I think you also need to lock the mutex of pipe_posix at the same time. Imagine Thread 1 is trying to access something from pipe_posix while Thread 2 is trying to move it into another PipePosix object. (Not sure how likely this scenario is but I'd rather be safe than sorry).

augusto2112 added inline comments.Aug 11 2023, 10:34 AM
lldb/source/Host/posix/PipePosix.cpp
72–73

I think you also need to lock the mutex of pipe_posix at the same time. Imagine Thread 1 is trying to access something from pipe_posix while Thread 2 is trying to move it into another PipePosix object. (Not sure how likely this scenario is but I'd rather be safe than sorry).

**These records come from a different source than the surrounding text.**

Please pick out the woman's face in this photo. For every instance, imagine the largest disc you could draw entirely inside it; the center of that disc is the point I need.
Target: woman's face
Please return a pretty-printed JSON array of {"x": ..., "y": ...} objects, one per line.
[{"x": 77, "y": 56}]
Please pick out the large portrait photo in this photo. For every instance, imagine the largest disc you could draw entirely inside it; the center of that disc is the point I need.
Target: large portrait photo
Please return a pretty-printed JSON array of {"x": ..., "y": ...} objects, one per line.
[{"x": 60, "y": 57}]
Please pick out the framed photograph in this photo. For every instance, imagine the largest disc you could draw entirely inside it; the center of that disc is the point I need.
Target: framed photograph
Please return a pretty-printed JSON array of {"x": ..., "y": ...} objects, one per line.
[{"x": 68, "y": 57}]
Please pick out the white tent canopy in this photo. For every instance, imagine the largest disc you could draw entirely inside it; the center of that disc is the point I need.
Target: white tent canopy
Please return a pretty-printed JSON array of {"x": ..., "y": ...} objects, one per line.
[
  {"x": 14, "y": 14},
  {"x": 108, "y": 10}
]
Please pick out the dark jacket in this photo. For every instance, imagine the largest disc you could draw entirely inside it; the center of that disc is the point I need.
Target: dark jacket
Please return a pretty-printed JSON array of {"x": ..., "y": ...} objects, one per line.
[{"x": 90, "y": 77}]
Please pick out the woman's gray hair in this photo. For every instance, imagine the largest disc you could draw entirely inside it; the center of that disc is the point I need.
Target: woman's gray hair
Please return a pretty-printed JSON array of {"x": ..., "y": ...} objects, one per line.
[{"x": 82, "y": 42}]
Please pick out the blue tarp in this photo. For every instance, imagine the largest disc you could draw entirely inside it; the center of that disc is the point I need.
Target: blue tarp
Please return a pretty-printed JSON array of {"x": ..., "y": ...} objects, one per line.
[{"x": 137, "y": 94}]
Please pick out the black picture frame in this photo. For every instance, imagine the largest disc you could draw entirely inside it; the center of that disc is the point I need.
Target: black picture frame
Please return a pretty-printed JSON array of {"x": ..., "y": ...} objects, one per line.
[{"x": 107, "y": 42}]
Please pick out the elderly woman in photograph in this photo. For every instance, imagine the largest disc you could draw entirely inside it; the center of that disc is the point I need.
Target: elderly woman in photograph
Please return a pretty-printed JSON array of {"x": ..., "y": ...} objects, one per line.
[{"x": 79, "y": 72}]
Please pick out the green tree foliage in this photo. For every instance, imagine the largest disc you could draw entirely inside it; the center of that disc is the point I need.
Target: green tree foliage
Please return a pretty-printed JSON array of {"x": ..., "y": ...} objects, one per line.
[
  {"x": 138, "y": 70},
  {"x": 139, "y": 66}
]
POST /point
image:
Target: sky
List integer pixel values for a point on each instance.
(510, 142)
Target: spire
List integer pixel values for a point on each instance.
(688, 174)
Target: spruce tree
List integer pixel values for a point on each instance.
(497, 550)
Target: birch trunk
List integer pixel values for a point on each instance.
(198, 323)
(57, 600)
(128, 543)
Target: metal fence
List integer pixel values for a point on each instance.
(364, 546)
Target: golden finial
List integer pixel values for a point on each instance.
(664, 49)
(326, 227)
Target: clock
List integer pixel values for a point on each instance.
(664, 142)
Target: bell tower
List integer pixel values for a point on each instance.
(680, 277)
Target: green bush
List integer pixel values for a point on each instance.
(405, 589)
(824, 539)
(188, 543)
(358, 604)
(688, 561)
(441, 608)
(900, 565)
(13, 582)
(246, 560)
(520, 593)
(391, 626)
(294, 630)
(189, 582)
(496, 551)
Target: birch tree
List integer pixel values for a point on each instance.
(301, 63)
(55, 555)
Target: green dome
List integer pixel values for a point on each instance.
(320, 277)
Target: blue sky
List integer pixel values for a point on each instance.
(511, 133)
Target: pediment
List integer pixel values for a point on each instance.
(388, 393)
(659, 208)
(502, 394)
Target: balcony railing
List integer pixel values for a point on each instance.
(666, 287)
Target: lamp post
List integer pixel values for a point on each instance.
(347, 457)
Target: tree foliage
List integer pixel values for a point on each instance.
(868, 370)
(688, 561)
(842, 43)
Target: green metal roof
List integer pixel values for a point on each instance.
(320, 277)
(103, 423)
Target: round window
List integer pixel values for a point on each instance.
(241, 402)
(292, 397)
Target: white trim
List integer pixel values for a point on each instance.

Yeah I thought about this too, since pipe_posix is an rvalue reference I was thinking this shouldn't be necessary, but you're right, I'll lock it anyway.

Lock earlier in operator=

JDevlieghere requested changes to this revision.Aug 11 2023, 10:43 AM

Shouldn't we have two murexes, one for the read FD and one for the write FD? The current approach is overly strict: it preventing concurrent reads and writes because ReadWithTimeout and Write are locking the same mutex.

This revision now requires changes to proceed.Aug 11 2023, 10:43 AM

Update to two shared mutexes

@JDevlieghere I updated this to two shared mutexes because I'm assuming you can have more than one concurrent read and more than one concurrent write. If this is wrong I can go back to two regular mutexes.

@JDevlieghere I updated this to two shared mutexes because I'm assuming you can have more than one concurrent read and more than one concurrent write. If this is wrong I can go back to two regular mutexes.

According to POSIX [1] that would be undefined:

The behavior of multiple concurrent reads on the same pipe, FIFO, or terminal device is unspecified.

A regular mutex should be fine.

[1] https://pubs.opengroup.org/onlinepubs/9699919799/functions/read.html

Changed to regular mutex

This revision is now accepted and ready to land.Aug 12 2023, 8:17 AM
This revision was automatically updated to reflect the committed changes.